Member of the Legislative Assembly of Quebec for Montréal–Saint-Georges
- In office August 17, 1936 – October 25, 1939
- Preceded by: Charles Ernest Gault
- Succeeded by: George Gordon Hyde (Westmount–Saint-Georges)

Personal details
- Born: November 5, 1899 Montreal, Quebec, Canada
- Died: May 29, 1961 (aged 61) Montreal, Quebec, Canada
- Resting place: Mount Royal Cemetery
- Party: Union Nationale
- Spouse: Norah Lestelle England
- Children: Robert Layton
- Occupation: Politician
- Profession: Merchant; businessman; activist;

= Gilbert Layton =

Canadian politician and businessman

Gilbert Layton (November 5, 1899 - May 29, 1961) was a Canadian politician and businessman in Quebec, Canada.

== Background ==
Layton was born in Montreal, Quebec, the son of Alice Marion (Gilbert) and Philip Edward David Layton, who were English immigrants. His father was a blind activist who led a campaign for disability pensions in the 1930s.

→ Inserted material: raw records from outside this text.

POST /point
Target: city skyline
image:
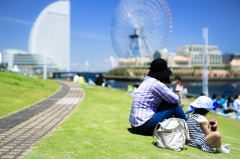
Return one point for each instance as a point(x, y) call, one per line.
point(90, 25)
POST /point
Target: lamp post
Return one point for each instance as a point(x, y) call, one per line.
point(205, 62)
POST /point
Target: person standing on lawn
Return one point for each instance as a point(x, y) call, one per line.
point(200, 134)
point(154, 101)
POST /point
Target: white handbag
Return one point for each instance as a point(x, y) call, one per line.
point(171, 134)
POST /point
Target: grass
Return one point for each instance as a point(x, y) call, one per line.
point(99, 128)
point(18, 91)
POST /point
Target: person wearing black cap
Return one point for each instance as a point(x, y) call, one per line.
point(154, 101)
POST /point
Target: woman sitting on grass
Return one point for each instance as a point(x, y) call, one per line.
point(154, 101)
point(200, 134)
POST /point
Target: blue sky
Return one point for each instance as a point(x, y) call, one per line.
point(91, 27)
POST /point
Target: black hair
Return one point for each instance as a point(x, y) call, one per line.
point(229, 100)
point(214, 96)
point(177, 77)
point(236, 97)
point(165, 80)
point(201, 111)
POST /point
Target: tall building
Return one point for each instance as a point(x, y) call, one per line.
point(194, 52)
point(50, 34)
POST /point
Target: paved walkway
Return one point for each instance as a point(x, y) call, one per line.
point(24, 128)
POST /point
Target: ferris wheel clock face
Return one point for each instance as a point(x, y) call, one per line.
point(140, 27)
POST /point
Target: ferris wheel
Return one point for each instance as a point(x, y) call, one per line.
point(140, 27)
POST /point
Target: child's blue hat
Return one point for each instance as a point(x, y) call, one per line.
point(201, 102)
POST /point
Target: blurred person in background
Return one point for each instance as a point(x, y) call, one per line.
point(179, 88)
point(215, 101)
point(101, 81)
point(227, 106)
point(154, 101)
point(75, 78)
point(236, 104)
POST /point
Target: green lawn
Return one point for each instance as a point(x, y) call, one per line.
point(99, 128)
point(18, 91)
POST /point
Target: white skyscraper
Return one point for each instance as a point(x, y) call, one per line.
point(50, 34)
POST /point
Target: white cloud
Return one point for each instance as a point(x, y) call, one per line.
point(16, 20)
point(92, 36)
point(74, 64)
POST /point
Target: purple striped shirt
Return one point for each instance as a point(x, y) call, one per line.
point(147, 99)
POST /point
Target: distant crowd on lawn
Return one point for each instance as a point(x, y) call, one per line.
point(227, 104)
point(100, 80)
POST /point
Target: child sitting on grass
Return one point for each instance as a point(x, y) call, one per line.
point(200, 134)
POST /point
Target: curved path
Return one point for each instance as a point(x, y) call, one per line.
point(24, 128)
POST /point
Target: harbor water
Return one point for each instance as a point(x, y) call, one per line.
point(218, 88)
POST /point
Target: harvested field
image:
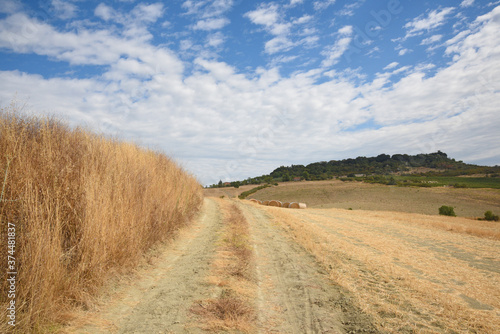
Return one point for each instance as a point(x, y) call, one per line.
point(407, 271)
point(363, 196)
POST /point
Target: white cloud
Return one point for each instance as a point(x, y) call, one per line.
point(211, 24)
point(333, 53)
point(467, 3)
point(222, 124)
point(391, 65)
point(266, 15)
point(64, 9)
point(323, 4)
point(434, 19)
point(404, 51)
point(104, 12)
point(148, 13)
point(271, 17)
point(432, 39)
point(278, 44)
point(10, 6)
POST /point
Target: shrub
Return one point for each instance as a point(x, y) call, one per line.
point(447, 211)
point(488, 215)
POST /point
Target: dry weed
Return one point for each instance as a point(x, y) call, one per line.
point(85, 207)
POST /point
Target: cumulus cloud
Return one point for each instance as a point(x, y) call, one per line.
point(64, 9)
point(323, 4)
point(432, 20)
point(391, 65)
point(223, 124)
point(211, 24)
point(431, 40)
point(466, 3)
point(333, 53)
point(272, 18)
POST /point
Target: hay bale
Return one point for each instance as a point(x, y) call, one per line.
point(295, 205)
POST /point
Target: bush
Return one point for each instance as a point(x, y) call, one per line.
point(447, 211)
point(488, 215)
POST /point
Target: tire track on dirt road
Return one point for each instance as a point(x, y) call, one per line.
point(159, 301)
point(295, 295)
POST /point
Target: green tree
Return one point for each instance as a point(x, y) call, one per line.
point(286, 177)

Gilbert was a merchant and business executive in the family firm of Layton Brothers (founded 1887, now as Layton Audio) from 1918 to 1932. He married Norah Lestelle England (daughter of Arthur John England and Florence Louise Grimmett) on February 18, 1921.

== Member of the legislature ==
Gilbert Layton was elected to Quebec's legislative assembly in the riding of Montréal–Saint-Georges in 1936 as a member of the Union Nationale, a conservative party. He served as minister without portfolio in the government of Maurice Duplessis until resigning in 1939 to protest the Quebec government's opposition to conscription in World War II. He ran for re-election to the legislature as an independent candidate that year and was defeated.

== Federal politics ==
In the 1945 federal election, he ran as an Independent Progressive Conservative for the Mount Royal seat in the House of Commons of Canada, but was defeated. He placed fourth behind the Liberal victor, the official Progressive Conservative Party of Canada candidate and the Co-operative Commonwealth Federation (CCF) candidate.

== Death ==
Layton died in Montreal and is buried at Mount Royal Cemetery.

== Descendants ==

Gilbert Layton's son, Robert Layton, served as a federal Progressive Conservative cabinet minister in the 1980s. His grandson, Jack Layton, was the leader of the federal New Democratic Party from 2003 to 2011, and was Leader of the Official Opposition for a short time in 2011 until he died in office. His great-grandson is Toronto City Councillor Mike Layton.